Cut poles to length, (just more than the length from floor to pole along the ceiling), lay poles, alternately, from floor to pole. Use all the poles, or as many as you can, in this arrangement. You can then lay a vapor barrier over the whole bamboo arrangement (6 mil polyethylene). Sealed at the base and ends, the barrier will reduce infiltration- at least from the ceiling. You can stuff insulation between the bamboo/vapor barrier and the barn roof as you install the vapor barrier- working your way across from one end to the other.

The bamboo remains exposed- which is nice. Basically, it is a tent within your space. Covering the poly with, well, anything, in a patchwork (depending on what you have, or can find) will make a very cool (make that warm) space. This is only an off-the-cuff suggestion, but something I would do under this situation.

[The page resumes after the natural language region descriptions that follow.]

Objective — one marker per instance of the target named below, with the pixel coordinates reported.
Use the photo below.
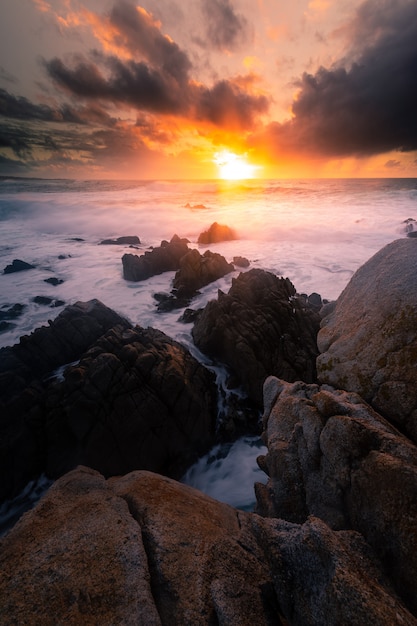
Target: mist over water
(315, 232)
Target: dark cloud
(367, 106)
(225, 28)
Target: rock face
(144, 549)
(136, 399)
(369, 341)
(332, 456)
(198, 270)
(166, 258)
(216, 233)
(17, 266)
(260, 329)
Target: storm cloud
(367, 104)
(226, 29)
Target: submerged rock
(332, 456)
(260, 328)
(18, 266)
(166, 258)
(198, 270)
(144, 549)
(136, 399)
(216, 233)
(368, 342)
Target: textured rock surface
(198, 270)
(259, 328)
(166, 258)
(332, 456)
(137, 399)
(144, 549)
(369, 340)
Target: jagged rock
(369, 341)
(144, 549)
(259, 329)
(332, 456)
(17, 266)
(241, 261)
(198, 270)
(136, 400)
(121, 241)
(163, 259)
(216, 233)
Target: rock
(17, 266)
(136, 400)
(216, 233)
(144, 549)
(241, 261)
(11, 312)
(259, 329)
(53, 281)
(47, 301)
(198, 270)
(129, 240)
(163, 259)
(368, 343)
(332, 456)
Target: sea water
(315, 232)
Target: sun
(233, 166)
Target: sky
(206, 88)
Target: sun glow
(233, 166)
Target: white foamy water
(315, 232)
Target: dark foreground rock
(260, 328)
(128, 240)
(216, 233)
(369, 340)
(166, 258)
(332, 456)
(144, 549)
(135, 400)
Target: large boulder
(368, 342)
(146, 550)
(198, 270)
(332, 456)
(136, 400)
(166, 258)
(260, 328)
(216, 233)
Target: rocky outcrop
(144, 549)
(198, 270)
(136, 399)
(260, 328)
(332, 456)
(369, 340)
(166, 258)
(127, 240)
(216, 233)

Q: What do you think of using 2-3″ diameter- (10″ long) of properly harvested and treated (boric acid) bamboo as the rounds in a cordwood building? The site is in Hawaii, very wet at 1200′ elevation, but of course bamboo cordwood wall is overhung from above. This bamboo is old, has filled in center hole, or almost has. The ones which haven’t I’ll either fill with our big batch of lime putty, or caulk. We are using a lime putty mix- no concrete. Wall is not load bearing, as it is part of post and beam building. Cordwood part sits on 30″ lava rock foundation/wall.

A: I see no reason it will not work. The bamboo is thick walled, apparently, very strong. A large overhang is very important, as well as good ventilation and no contact with soil — which you addressed. Cool! Post some pics.

Q: I would like to use bamboo poles as clading (siding) for the exterior of the house. I am in Toronto, Canada. Is the bamboo okay for the climate here?

A: Split it, attach it vertically, paint it or protect it with some exterior grade paint or varnish. If protected from the weather with overhangs, and re-coated periodically as needed,it will last. Otherwise, it will crack, rot, turn grey, and deteriorate within years.

Q: I am from India and am coming up with bamboo cottages at Goa. I am planning 14 ft x 14 ft self contained cottages. I want to have a horizontal bamboo design on all the 4 sides of cottages from outside. What material I should use inside, so that I can have bamboo feel and at the same time the rain water will not seep in.

A: Vertical bamboo. split in half, and offset, would provide ventilation while minimizing possible deterioration of the bamboo from prolonged exposure to moisture. Mounted on horizontal slats, the bamboo should be kept off the floor, or ground. A large overhang is very important.

Q: Is there a strong possibility of the bamboo splitting as there is no humidity here because the bamboo is wanting a more tropical climate?

A: You are correct- whole bamboo will split in your dry climate. I would not attempt building with any whole culms. A split bamboo, woven wall system would work, however.

Q: I’m an architect working in Malaysian Borneo. We have a project under construction at the moment where we are trying to get curved bamboo roof trusses. However, we are having problems with the bamboo splitting. We are using freshly cut bamboo and are notching it at the underside of the apex. We are considering soaking it and then trying to bend it over a flame. Do you have any suggestions? Ideally we want to achieve not only a curve at the apex, but an evenly arched truss which curves gently long its whole length.

A: Bending it with a flame works, but only at a localized area. And you can count on some amount of spring back. To get an evenly curved truss is problematic. Splitting, and making a pseudo laminate is an alternative, but not the same effect.